Hydrogen-atom abstraction from methane by stoichiometric vanadium-silicon heteronuclear oxide cluster cations

Vanadium-silicon heteronuclear oxide cluster cations were prepared by laser ablation of a V/Si mixed sample in an O₂ background. Reactions of the heteronuclear oxide cations with methane in a fast-flow reactor were studied with a time-of-flight (TOF) mass spectrometer to detect the cluster distribution before and after the reactions. Hydrogen abstraction reactions were identified over stoichiometric cluster cations [(V₂O ₅)_n(SiO₂)_m] ⁺ (n = 1, m = 1-4; n = 2, m = 1), and the estimated first-order rate constants for the reactions were close to that of the homonuclear oxide cluster V ₄O₁₀⁺ with methane.

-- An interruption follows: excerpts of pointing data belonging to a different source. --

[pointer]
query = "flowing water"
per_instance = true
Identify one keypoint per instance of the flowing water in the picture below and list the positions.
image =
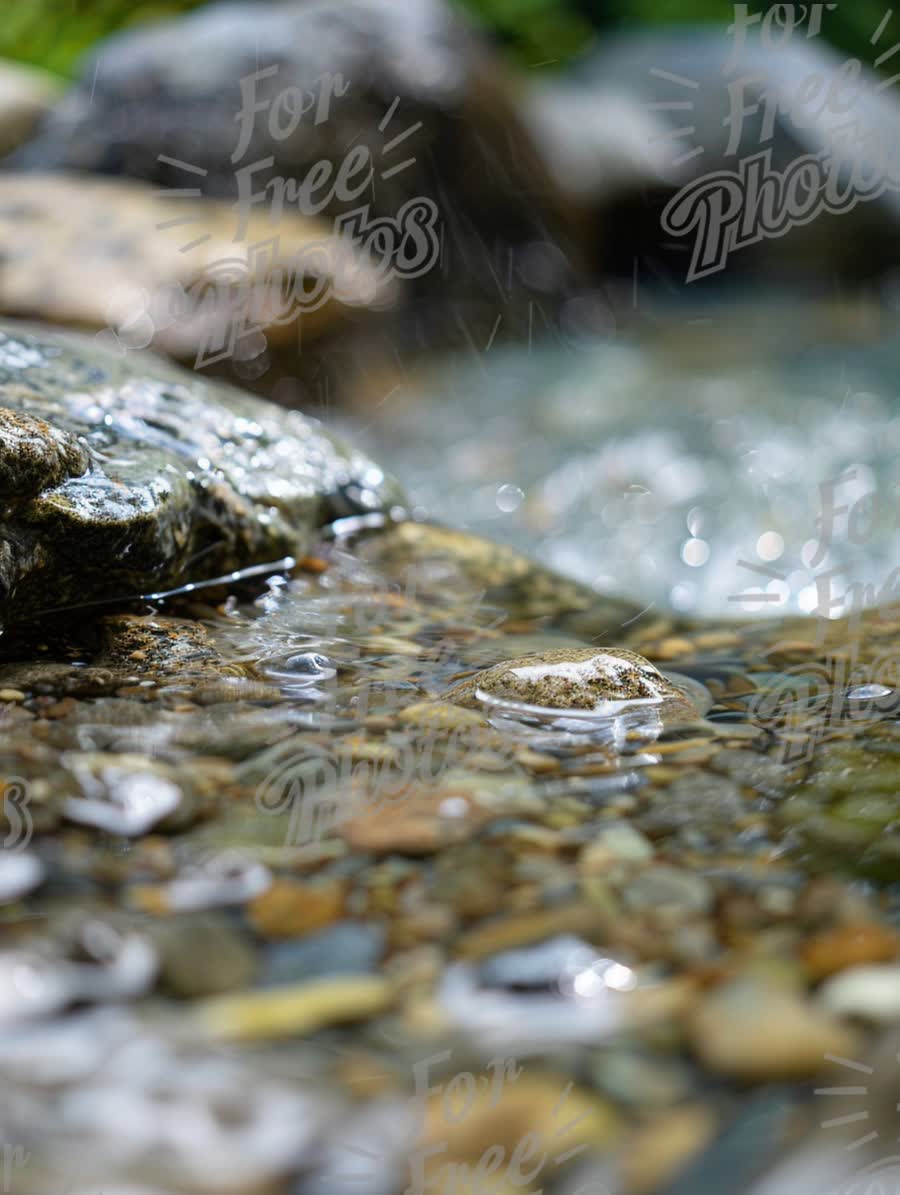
(416, 866)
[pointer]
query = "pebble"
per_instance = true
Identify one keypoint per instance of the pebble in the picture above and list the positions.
(619, 843)
(533, 1125)
(289, 909)
(348, 948)
(668, 892)
(19, 875)
(293, 1011)
(849, 945)
(124, 802)
(440, 716)
(754, 1031)
(226, 878)
(421, 823)
(202, 956)
(506, 933)
(657, 1151)
(569, 679)
(871, 993)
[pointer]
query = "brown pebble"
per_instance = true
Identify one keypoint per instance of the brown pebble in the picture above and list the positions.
(289, 909)
(418, 823)
(849, 945)
(671, 648)
(657, 1151)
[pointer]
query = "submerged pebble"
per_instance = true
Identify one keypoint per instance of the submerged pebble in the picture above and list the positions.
(19, 875)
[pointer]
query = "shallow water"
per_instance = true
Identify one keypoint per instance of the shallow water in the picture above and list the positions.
(722, 460)
(369, 902)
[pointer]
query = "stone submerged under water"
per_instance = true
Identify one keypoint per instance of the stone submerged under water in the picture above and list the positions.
(127, 476)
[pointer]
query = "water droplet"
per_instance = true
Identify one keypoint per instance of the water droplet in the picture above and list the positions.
(509, 497)
(868, 692)
(695, 552)
(19, 874)
(770, 545)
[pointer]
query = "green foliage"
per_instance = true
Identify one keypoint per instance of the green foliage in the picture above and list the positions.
(55, 34)
(538, 34)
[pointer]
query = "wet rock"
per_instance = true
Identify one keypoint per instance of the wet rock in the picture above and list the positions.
(202, 956)
(871, 993)
(25, 96)
(293, 1011)
(224, 878)
(151, 271)
(614, 844)
(643, 73)
(420, 822)
(655, 1153)
(668, 892)
(289, 911)
(571, 679)
(19, 875)
(518, 1123)
(409, 86)
(122, 795)
(850, 945)
(348, 948)
(752, 1031)
(35, 457)
(184, 480)
(558, 992)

Density functional calculations were performed to study the structural, bonding, electronic, and reactivity properties of these stoichiometric oxide clusters. Terminal-oxygen-centered radicals (O_t') were found in all of the stable isomers. These O_t' radicals are active sites of the clusters in reaction with CH₄. The O_t' radicals in [V ₂O5(SiO₂)_1-4] + clusters are bonded with Si rather than V atoms. All the hydrogen abstraction reactions are favorable both thermodynamically and ki- netically. This work reveals the unique properties of metal/nonmetal heteronuclear oxide clusters, and may provide new insights into CH₄ activation on silica-supported vanadium oxide catalysts.